Le Parlement béninois a adopté le 1er novembre 2019, la révision constitutionnelle censée contribuer à apaiser les cœurs des Béninois. La nouvelle Loi fondamentale prévoit qu’un président ne pourra pas faire « plus de deux mandats dans sa vie ». Cette disposition vient préciser l’ancienne formulation qui évoquait un mandat renouvelable une fois. La loi adoptée, à l’unanimité par les 83 députés de l’Assemblée, limite aussi à trois, le nombre de mandats législatifs. Initialement, aucune limitation n’était prévue pour les parlementaires. Autre innovation prévue par la réforme, le poste de vice-président.
Ce dernier sera élu en duo avec le président de la République à la majorité absolue des suffrages lors d’un scrutin à deux tours. Cette révision constitutionnelle, faut-il le souligner, fait partie des 18 recommandations issues du dialogue politique tenu en mi-octobre 2019. Des élections générales anticipées en 2020 ou 2021, précédées du toilettage de la charte des partis politiques et du Code électoral, la libération de certains prisonniers impliqués dans la crise électorale d’avril 2019, l’abandon des poursuites contre certaines personnalités sont autant de mesures qui seront prises pour tenter de désamorcer la crise politique béninoise.
Ce premier pas des députés est-il un signal fort vers une réconciliation de la classe politique ? L’on se souvient que depuis la douche froide de l’opposition écartée des scrutins lors des législatives passées, plus rien n’allait entre les deux camps. Cette loi votée par l’Assemblée nationale monocolore, jugée à la solde du président béninois, Patrice Talon, pourrait donner plus de chance à une sortie de crise. Il faut donc plus d’engagement des deux côtés. Malheureusement, la proposition de sortie de crise du gouvernement ne semble pas convaincre la partie adverse. Elle qui envisage une nouvelle manifestation pour protester contre la révision constitutionnelle.

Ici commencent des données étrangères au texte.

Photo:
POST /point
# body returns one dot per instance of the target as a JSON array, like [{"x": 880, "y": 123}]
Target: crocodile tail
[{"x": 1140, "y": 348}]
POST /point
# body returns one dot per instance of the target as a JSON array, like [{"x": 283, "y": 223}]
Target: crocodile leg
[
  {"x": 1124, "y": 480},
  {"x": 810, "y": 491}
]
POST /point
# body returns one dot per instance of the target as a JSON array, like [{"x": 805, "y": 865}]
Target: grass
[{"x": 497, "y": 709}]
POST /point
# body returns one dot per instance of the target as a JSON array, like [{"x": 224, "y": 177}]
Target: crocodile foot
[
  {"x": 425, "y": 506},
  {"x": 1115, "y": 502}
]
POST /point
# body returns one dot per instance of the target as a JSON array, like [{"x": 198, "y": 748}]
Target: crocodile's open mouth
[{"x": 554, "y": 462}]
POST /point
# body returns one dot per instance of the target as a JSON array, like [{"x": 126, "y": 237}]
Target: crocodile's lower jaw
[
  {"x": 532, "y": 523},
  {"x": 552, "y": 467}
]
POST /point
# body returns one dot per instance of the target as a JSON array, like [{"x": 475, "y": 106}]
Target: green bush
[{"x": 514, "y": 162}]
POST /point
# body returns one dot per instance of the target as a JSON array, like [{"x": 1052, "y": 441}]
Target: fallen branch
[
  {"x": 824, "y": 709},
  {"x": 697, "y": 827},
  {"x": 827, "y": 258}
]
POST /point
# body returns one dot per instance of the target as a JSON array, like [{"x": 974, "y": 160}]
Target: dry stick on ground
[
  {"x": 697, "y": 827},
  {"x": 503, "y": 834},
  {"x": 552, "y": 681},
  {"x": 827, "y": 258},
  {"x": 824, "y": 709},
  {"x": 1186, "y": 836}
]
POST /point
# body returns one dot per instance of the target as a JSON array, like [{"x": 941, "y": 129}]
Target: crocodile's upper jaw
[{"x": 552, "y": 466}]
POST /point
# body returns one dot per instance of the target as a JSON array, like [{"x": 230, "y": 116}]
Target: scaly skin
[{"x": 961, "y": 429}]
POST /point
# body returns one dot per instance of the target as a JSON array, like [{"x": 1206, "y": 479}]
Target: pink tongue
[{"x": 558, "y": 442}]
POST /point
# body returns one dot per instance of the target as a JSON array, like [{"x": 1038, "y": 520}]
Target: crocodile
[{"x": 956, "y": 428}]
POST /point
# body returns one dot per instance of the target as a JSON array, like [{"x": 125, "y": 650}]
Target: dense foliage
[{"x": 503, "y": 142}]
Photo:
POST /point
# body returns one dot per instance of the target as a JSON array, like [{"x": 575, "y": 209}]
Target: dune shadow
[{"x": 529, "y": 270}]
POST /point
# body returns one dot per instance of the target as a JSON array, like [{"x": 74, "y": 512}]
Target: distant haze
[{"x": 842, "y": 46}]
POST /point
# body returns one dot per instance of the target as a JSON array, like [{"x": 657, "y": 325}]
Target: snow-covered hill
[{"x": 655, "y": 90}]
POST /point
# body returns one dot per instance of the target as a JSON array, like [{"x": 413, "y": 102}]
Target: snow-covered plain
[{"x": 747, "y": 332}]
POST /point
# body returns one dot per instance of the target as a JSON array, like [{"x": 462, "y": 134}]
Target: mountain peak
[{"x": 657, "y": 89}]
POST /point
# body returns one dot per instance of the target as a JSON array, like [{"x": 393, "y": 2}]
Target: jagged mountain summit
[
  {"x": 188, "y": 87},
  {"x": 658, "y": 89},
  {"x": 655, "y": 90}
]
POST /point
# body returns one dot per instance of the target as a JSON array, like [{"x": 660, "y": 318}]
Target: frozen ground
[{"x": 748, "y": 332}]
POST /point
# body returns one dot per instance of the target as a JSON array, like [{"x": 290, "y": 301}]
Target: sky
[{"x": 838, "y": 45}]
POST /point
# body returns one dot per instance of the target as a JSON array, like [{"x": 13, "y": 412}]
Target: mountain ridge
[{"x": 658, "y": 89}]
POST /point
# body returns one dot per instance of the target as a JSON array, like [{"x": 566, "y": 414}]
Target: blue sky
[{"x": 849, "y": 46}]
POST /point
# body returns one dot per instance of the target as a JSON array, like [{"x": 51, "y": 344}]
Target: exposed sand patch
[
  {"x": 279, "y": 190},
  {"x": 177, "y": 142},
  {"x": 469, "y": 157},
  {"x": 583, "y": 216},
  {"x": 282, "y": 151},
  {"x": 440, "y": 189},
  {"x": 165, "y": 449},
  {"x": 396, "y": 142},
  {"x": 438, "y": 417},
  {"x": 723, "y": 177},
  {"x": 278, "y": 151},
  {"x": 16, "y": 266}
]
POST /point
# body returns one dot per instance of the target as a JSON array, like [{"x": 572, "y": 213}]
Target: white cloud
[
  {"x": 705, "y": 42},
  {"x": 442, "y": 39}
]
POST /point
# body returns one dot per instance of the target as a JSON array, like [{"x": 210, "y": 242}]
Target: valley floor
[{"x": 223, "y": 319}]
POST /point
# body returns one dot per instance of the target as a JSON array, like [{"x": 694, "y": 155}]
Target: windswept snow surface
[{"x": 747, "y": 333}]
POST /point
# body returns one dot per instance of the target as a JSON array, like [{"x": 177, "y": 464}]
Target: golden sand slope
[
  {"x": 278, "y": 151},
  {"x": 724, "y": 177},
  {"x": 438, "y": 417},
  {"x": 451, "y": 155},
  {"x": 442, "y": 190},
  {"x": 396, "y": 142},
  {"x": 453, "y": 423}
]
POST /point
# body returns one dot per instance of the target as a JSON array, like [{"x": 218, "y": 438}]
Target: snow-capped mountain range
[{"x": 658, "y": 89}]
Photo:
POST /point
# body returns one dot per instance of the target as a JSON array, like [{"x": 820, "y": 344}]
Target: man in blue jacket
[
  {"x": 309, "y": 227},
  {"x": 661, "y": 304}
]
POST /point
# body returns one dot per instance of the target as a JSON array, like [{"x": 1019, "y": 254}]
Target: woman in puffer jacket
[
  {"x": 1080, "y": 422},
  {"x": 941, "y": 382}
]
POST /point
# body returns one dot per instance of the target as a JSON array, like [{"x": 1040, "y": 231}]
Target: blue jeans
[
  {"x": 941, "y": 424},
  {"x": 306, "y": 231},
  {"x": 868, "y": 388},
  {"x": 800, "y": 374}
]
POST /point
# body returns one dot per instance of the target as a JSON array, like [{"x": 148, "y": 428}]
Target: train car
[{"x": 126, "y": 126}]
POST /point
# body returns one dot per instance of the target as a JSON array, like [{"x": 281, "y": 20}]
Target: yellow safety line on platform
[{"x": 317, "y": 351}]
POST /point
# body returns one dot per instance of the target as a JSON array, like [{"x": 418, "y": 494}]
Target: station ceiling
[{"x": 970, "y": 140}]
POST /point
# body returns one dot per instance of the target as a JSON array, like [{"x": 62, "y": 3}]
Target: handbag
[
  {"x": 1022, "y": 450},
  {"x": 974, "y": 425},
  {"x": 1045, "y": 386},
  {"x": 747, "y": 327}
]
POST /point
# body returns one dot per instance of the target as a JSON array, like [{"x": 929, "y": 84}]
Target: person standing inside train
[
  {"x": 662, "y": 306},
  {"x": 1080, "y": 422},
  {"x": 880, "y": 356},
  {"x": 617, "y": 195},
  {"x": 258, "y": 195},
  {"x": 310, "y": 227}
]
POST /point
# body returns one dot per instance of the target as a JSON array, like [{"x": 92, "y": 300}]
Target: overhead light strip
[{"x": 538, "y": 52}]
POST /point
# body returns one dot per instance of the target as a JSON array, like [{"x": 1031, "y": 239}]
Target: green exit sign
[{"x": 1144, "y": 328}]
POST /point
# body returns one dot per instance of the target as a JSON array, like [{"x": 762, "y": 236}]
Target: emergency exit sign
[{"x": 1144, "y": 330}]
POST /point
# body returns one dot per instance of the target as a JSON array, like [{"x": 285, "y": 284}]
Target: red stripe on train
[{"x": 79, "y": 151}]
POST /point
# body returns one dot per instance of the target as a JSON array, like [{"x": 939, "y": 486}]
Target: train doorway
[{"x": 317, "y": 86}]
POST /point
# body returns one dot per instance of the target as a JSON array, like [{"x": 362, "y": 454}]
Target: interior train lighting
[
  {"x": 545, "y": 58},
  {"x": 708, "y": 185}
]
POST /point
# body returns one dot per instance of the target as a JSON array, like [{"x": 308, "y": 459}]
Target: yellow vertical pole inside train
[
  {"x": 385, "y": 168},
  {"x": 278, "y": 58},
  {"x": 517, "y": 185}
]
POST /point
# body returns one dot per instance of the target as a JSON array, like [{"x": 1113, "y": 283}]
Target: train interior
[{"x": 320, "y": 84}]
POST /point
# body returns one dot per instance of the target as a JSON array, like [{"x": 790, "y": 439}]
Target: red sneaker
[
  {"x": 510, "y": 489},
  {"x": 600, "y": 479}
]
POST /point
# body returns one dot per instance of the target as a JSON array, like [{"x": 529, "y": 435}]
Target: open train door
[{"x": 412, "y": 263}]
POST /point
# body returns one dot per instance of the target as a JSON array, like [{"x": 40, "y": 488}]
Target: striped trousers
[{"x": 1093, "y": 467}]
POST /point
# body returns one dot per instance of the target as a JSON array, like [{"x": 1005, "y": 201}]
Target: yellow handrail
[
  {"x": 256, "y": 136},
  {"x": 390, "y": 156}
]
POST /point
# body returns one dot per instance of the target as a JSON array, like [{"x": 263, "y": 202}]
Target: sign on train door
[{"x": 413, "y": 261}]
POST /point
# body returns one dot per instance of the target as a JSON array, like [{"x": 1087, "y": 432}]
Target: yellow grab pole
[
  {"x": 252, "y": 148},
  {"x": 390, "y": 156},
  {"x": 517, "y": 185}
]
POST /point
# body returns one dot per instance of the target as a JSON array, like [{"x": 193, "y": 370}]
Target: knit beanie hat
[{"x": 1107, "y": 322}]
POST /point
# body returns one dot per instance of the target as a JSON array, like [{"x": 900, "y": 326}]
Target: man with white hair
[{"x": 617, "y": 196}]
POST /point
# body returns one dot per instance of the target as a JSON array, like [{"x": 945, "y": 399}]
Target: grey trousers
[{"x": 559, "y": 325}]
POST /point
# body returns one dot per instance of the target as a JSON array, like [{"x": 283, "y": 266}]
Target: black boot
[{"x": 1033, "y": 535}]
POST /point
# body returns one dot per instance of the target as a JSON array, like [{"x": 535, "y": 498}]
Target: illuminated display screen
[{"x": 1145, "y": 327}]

Le parti des Forces Cauris pour un Bénin émergent (FCBE) de l’ancien président Boni Yayi (2006-2016), actuellement en exil, a fustigé la révision, la jugeant « précipitée et unilatérale ». La main tendue du gouvernement ne doit pas se transformer en un piège politique. En Afrique, les révisions sont souvent faites à dessein dans le but de réserver un chèque en blanc au président en exercice. La simple évocation de la non-rétroactivité de la loi dans ce cas de figure a souvent suffi pour certains présidents assoiffés du pouvoir de se maintenir en poste. L’opposition politique burkinabè a une expérience amère de cette stratégie utilisée par l’ex-président Blaise Compaoré pour se représenter en 2005 alors qu’il venait de boucler deux mandats de 7 ans. C’est peut être cette supercherie que l’opposition béninoise a perçue en campant sur sa position. C’est-à-dire annuler les législatives du 28 avril 2019. Etant entendu que cette revendication a été en partie prise en compte par les conclusions du dialogue politique à travers l’organisation des élections générales anticipées, pourquoi ne pas envisager prioritairement cette piste? Cela aura le mérite de détendre l’atmosphère politique très longtemps crispée.